Romic has thus, like his father and like Vladek's father, decided that "Judaism" is superior to "Christianity": you are responsible for your family and it is they who you must at all costs preserve from death. This is salvation. The littlest brother, Tolo, on the other hand volunteers for no reason to be a Jew (he has now fully accepted his role as Jesus the Jew) and goes off to concentration camp. He saves no one, but his spiritual innocence is absolutely perfect.
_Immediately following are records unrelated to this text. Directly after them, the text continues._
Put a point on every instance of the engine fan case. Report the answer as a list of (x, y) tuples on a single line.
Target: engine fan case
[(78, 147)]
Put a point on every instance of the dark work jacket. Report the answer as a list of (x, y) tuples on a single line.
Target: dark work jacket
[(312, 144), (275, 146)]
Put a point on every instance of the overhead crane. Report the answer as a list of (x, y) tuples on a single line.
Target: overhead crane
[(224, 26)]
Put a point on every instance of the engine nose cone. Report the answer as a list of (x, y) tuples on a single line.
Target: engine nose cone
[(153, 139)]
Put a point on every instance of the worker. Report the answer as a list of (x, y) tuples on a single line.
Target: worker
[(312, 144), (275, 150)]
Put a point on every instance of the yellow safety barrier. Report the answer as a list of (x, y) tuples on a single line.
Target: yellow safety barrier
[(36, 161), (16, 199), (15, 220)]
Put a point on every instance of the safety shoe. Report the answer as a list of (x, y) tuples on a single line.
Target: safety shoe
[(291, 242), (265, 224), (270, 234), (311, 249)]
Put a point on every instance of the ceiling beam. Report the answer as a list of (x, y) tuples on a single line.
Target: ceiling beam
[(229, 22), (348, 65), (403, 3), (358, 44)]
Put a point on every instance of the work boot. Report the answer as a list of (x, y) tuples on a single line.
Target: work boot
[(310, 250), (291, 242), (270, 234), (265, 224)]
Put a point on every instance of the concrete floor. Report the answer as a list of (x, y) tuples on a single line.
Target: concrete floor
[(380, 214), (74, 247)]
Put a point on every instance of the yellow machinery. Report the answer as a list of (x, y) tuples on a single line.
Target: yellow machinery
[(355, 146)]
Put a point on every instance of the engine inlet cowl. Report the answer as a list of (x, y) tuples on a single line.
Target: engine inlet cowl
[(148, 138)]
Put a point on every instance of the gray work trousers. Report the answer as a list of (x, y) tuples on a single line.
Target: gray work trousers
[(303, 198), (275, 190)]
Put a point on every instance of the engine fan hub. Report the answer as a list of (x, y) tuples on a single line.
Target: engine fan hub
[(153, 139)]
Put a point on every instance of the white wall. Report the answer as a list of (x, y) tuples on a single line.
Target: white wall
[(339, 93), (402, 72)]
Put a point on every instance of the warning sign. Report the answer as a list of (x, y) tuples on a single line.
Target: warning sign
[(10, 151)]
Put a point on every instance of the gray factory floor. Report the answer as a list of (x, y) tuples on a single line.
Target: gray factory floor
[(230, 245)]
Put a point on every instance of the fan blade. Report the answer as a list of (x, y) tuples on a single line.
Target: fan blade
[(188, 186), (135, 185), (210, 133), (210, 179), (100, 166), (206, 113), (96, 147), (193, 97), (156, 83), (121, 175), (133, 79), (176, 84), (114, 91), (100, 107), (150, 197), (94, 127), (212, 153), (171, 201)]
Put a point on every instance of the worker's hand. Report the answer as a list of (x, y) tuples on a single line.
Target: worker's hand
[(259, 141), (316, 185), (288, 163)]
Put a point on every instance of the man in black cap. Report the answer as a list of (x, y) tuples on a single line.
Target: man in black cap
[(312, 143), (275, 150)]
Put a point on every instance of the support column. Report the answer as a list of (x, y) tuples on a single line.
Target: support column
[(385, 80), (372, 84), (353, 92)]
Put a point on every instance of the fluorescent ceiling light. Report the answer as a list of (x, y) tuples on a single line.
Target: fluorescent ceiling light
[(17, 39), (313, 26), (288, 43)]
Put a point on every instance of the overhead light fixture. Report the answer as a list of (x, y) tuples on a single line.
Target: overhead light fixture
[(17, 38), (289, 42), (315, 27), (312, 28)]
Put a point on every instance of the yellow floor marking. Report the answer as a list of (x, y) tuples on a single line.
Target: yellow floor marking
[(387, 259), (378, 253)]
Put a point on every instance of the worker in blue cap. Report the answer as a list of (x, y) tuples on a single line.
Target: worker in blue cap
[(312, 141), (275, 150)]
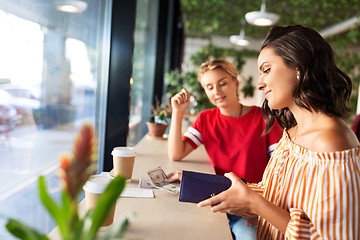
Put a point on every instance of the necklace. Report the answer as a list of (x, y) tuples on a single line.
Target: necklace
[(306, 128)]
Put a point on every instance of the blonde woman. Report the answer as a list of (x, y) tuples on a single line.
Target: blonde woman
[(232, 133)]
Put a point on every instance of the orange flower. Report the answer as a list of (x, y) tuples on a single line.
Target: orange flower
[(76, 170)]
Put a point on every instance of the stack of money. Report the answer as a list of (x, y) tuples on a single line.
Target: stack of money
[(160, 180)]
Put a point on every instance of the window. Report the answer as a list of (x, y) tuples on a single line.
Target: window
[(143, 68), (51, 74)]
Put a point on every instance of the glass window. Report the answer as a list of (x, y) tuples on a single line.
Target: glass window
[(143, 68), (51, 71)]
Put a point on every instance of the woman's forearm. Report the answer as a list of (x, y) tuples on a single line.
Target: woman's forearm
[(275, 215), (176, 146)]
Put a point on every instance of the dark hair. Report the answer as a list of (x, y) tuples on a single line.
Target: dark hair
[(323, 87)]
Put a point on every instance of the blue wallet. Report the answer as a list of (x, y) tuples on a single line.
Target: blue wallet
[(196, 187)]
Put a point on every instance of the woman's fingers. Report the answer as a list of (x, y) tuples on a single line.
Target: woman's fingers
[(175, 176)]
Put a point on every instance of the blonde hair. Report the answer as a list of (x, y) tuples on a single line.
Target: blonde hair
[(226, 66)]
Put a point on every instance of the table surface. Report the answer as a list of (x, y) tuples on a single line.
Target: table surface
[(164, 217)]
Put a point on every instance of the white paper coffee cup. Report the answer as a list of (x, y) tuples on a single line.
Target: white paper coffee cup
[(123, 161), (93, 188)]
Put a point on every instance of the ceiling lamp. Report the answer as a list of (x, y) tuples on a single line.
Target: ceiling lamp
[(240, 39), (262, 18), (71, 6)]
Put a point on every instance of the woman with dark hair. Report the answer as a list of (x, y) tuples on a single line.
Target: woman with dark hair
[(311, 187)]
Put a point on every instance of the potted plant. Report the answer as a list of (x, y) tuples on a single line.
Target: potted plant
[(159, 119), (75, 170)]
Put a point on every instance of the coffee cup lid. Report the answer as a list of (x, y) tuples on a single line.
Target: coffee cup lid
[(123, 152), (97, 183)]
The title and central image of the movie has to do with communion. Verbally, throughout the beginning of the movie, communion is discussed with the emphasis that it is the literal body (the priest cuts himself in the catechism class to drive the point home). This is further developed in a beautifully shot scene: in the sacristy amid shafts of light, Romic and the priest discuss his situation while the priest makes communion wafers. This is done (I had never seen the process before) by taking perfectly square sheets of wafers and using a cookie cutter to press the circles out of them. This leaves behind funny shaped little crosses, x's, or stars from the left over bits. The priest casually offers one to Romic, who in great fear refuses (he has very carefully learned the lesson of real presence).

Don't vorry, I never bless de edges.

Romic then lays out a little piece of wafer (from the Edges)for all of those who have died so far: his parents, Vladek and Tolo's father, etc. etc. (Interestingly, this is a visual parallel to the Eastern rite preparation of communion). What is important is that all of these have lived in the category of "Judaism". At the end of the movie, in one of those scenes where the director slows down the frames to signal that he thinks this moment is really important, Romic is offered communion and the priest gives him one of the "star"-shaped Edges: keeping him on the Edge (ie., preserving his Judaism), another visual parallel to his Jewishness: being marked with a star.

Thus the point: Innocence, even innocence incarnate--in Jesus, Tolo, the Priest (though hes a bit questionable) and the Wafers--is inadequate to do anything in the world, and actually serves to indirectly damn people by convincing them that these ethereal rites have any meaning. Those who actually save others are not innocent: they have to make real choices, and select those they can save (primarily their family). But they can and will save you from untimely death by the sweat of their brow.

Of course the dichotomy that the director sets up is a false one, created by limiting Christianity to ideology. To use the terms of Jaroslav Pelikan, the Priests' Christianity is one of "traditionalism" rather than living tradition. Or put another (visual) way, the director sees the Priests' Christianity as worshipping an idol, because what is there is what is there: if you don't see how a wafer can save you from the Nazis (or from starvation or from murder or from rape) that's because it can't, and that is what matters.

Therefore, the pure essence of "Christianity" (ie., living like Jesus) is comprimised when you try to save anyone through blood sweat and tears: therefore such salvation is called "Judaism" as it can no longer be that of Jesus. The presentation is coherent but unfair because it entirely relies on its (debateable) premise: Christianity is an ideology, and like all ideologies (Nazism) it blinds one to the brotherhood of men and the implications of that.

As Rose pointed out to me, this presentation of Christianity is the same as that of those who said to Jesus, "If you claimed you could save others, why don't you come down and save yourself?!" Christianity has real-world power--the ultimate: resurrection--but it also has other-world concerns and goals that at times madden even those who profess the faith. This does not relegate Christianity to the mere ideological, but is the reality of the sacramental: divine and human.

An artisticly brilliant film that should be seen as a challenge (in both senses of the word) to believers in an Incarnate God.